Jean Mooney said she could’ve saved the life of a woman overdosing on heroin if she’d had access to a “life-saving” drug that can reverse overdoses in minutes
At the time, Mooney said she was also a heroin addict. She said she performed rescue breathing and called 911, but the woman died.
Mooney said many overdose deaths — including that woman’s — could be prevented by drugs like naloxone, known as an opioid antagonist because it can temporarily reverse an overdose.
“It could be our mother, father, grandparent or child who needlessly dies because of unwarranted restrictions on a non-narcotic, non-addictive, life-saving miracle drug,” Mooney said in support of a bill introduced in Hawaii to increase access to the drugs.
Hawaii lawmakers are pushing a bill to make it easier to get medication that counteract the effects of overdoses, and provide immunity for people who administer them. The bill would protect doctors, pharmacists, emergency responders and outreach organizations. It also aims to increase education on abuse of opioids, such as heroin and prescription drugs like OxyContin.

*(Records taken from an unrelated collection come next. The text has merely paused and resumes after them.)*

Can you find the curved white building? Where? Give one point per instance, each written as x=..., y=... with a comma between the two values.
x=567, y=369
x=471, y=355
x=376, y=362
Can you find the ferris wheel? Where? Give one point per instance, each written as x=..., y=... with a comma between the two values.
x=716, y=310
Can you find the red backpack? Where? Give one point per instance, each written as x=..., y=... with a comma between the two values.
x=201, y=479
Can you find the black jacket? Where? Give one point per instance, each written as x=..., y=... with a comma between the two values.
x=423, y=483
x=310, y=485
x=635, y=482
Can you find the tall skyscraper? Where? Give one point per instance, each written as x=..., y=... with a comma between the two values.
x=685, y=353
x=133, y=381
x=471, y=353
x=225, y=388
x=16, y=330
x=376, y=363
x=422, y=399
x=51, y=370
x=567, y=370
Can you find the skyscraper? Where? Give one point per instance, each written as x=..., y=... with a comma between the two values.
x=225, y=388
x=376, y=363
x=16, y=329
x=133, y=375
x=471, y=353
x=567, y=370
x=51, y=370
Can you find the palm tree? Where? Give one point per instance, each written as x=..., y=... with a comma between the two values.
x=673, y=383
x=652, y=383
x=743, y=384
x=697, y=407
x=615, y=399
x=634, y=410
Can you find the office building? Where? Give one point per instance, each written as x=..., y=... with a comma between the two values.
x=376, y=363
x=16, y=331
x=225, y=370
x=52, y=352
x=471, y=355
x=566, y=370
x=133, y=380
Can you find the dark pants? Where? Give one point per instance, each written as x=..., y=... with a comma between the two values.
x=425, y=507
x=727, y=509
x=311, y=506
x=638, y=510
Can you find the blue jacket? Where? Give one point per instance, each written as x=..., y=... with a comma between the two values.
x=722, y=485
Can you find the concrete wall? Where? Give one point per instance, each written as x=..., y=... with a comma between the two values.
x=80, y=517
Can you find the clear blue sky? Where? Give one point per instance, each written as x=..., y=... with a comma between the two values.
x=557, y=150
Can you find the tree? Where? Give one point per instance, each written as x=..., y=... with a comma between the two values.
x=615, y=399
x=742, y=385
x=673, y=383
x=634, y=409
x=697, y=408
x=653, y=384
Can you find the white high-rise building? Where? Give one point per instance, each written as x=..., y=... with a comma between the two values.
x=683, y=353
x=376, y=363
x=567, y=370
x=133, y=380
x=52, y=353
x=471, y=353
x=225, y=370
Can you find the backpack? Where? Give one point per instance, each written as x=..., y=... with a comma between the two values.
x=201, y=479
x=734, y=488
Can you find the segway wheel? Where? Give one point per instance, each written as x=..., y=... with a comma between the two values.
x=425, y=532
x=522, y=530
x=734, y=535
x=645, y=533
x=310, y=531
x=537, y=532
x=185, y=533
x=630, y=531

It would also require the drug to be covered by Medicaid, and would give community organizations the ability to distribute the drug for free if approved by a health professional.
“This is clearly something that doesn’t create a dependency but can save somebody’s life if they’ve had a drug overdose,” said Sen. Rosalyn Baker, who introduced the bill. “It’s important we provide the limited immunity so people aren’t afraid to use it.”
Hawaii is one of six states without a law expanding access to opioid antagonists and providing immunity for those who prescribe and administer them, according to the National Conference on State Legislatures. New Mexico became the first state pass a similar law in 2001, while most states passed laws within the last five years.
Government officials say opioid overdoses are an epidemic. President Barack Obama recently announced a request for more than $1 billion in the new budget to fight drug abuse and overdoses.
National data shows drug overdoses kill more Americans every year than car crashes, and state data shows Hawaii is no different. Drug overdoses are the leading cause of accidental deaths in the islands, causing around 150 deaths each year.
Some medical professionals have historically been hesitant to prescribe naloxone because of liability.
But supporters say the drug has no abuse potential. It’s a temporary drug that lasts between 20 and 90 minutes, so it’s necessary to seek additional medical care after it’s administered.
“In the end, if you save that person’s life, then you can start treatment,” said Carl Bergquist, the Hawaii Drug Policy Action Group Executive Director. “It’s really kind of a no brainer.”